Uneconomic: marriage and civil union stuff

A couple weeks ago, the NYTimes had an article about weddings that turn out to be legally invalid, perhaps. (“Great Wedding! But Was It Legal?”, first SundayStyles page, 8/5/07; reposted here.) I’m a “minister” in the Universal Life Church myself, and have performed four weddings and have been asked to perform another next summer. My wife (ceremony performed by her cousin empowered by the ULC) also clicked the “make me a minister” button on the ULC website so she could perform a wedding for a friend of hers. So we take our possibly invalid weddings very seriously here in the Teller-Elsberg clan.

I know it’s got little to do with economics, exactly, but nonetheless, this article has got me thinking: all the recent debates over same-sex marriage (and/or civil unions) have served to make it clear that states should not approve or disapprove of any marriages whatsoever, regardless of who officiates. When the state’s acknowledgment of the legality of a marriage depends on the opinion of government officials regarding what is and is not a legitimate religion, or who is and who is not a legitimate minister within an otherwise legitimated religion, it is clear that the separation of church and state has been breached. Religious groups and organizations are the appropriate bodies to establish marriages, as marriage is clearly a union formed within a spiritual tradition, with all the benefits and burdens that that entails. The state, on the other hand, should only perform civil unions, whatever the sexual mix of those joining in blissful union.

Now all we need is a constitutional amendment.


  • Amen! The legal issue (well one of many I suppose), is that the (let’s call it) religious term “marriage” has been adopted in many Federal and State Statutes. For example in the tax code. It seems to me, simply replacing, through an act of congress (which of course might require an act of God!!), this term marriage with “Civil Union” and requiring all civil unions to be legalised, (2 consenting adults and a form filed at City Halls), coulld move us a lot closer to a church/state separation in this area.

  • Let religions do whatever they want — marriage is fundamentally a legal state. No need to replace it in laws. Maybe religions can make up their own words (I suggest “holy matrimony”).

  • Oh and if you don’t agree that marriage is a legal status — try getting a divorce without going to court.

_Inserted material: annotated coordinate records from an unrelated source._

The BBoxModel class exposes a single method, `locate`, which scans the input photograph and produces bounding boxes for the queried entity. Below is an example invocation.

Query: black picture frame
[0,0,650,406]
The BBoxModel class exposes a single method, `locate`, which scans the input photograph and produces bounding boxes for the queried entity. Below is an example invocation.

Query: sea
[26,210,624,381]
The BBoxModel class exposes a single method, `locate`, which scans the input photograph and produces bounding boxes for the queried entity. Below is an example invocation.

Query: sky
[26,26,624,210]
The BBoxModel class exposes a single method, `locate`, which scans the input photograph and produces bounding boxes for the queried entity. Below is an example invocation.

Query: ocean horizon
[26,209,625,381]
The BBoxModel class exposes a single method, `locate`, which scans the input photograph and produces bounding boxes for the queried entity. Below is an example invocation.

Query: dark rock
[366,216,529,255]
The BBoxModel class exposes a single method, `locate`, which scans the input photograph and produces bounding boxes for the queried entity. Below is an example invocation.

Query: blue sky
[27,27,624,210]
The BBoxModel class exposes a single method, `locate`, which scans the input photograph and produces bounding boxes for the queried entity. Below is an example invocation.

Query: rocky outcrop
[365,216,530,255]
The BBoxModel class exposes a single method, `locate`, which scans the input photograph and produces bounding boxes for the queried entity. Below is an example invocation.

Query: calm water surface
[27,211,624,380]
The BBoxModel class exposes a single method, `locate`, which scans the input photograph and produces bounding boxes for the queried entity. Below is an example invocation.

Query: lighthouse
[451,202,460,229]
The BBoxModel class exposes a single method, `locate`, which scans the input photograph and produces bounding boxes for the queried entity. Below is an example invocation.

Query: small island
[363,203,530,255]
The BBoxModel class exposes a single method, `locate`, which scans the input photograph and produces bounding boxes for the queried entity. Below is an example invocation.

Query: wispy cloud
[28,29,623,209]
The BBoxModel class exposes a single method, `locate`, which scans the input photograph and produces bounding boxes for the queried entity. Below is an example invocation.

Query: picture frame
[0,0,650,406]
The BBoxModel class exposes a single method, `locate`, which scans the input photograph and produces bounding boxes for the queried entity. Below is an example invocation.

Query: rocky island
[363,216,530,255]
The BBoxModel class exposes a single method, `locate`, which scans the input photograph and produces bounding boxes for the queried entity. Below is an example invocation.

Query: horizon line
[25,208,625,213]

  • Jonathan Teller-Elsberg

    Stargaazer, the point is that there is a kind of joining together of people that the government oversees/authorizes, and a different kind of joining together that is overseen/authorized by religious institutions. Unfortunately, in the current state of affairs the two kinds are mixed together and mingled. They overlap, and the word “marriage” is one aspect of that overlap; and the overlap (not only of the word “marriage” but of other aspects as well) is a situation of church and state being too intertwined. To separate church and state as should be the case under our Constitution, the kind of joining that the government does should be made fully distinct from the kind that the religious institutions do. My suggestion is that, among other fixes, the word “marriage” be dropped by the government and left for use by religious institutions. Of course marriage is currently a legal status–and that’s exactly part of the problem.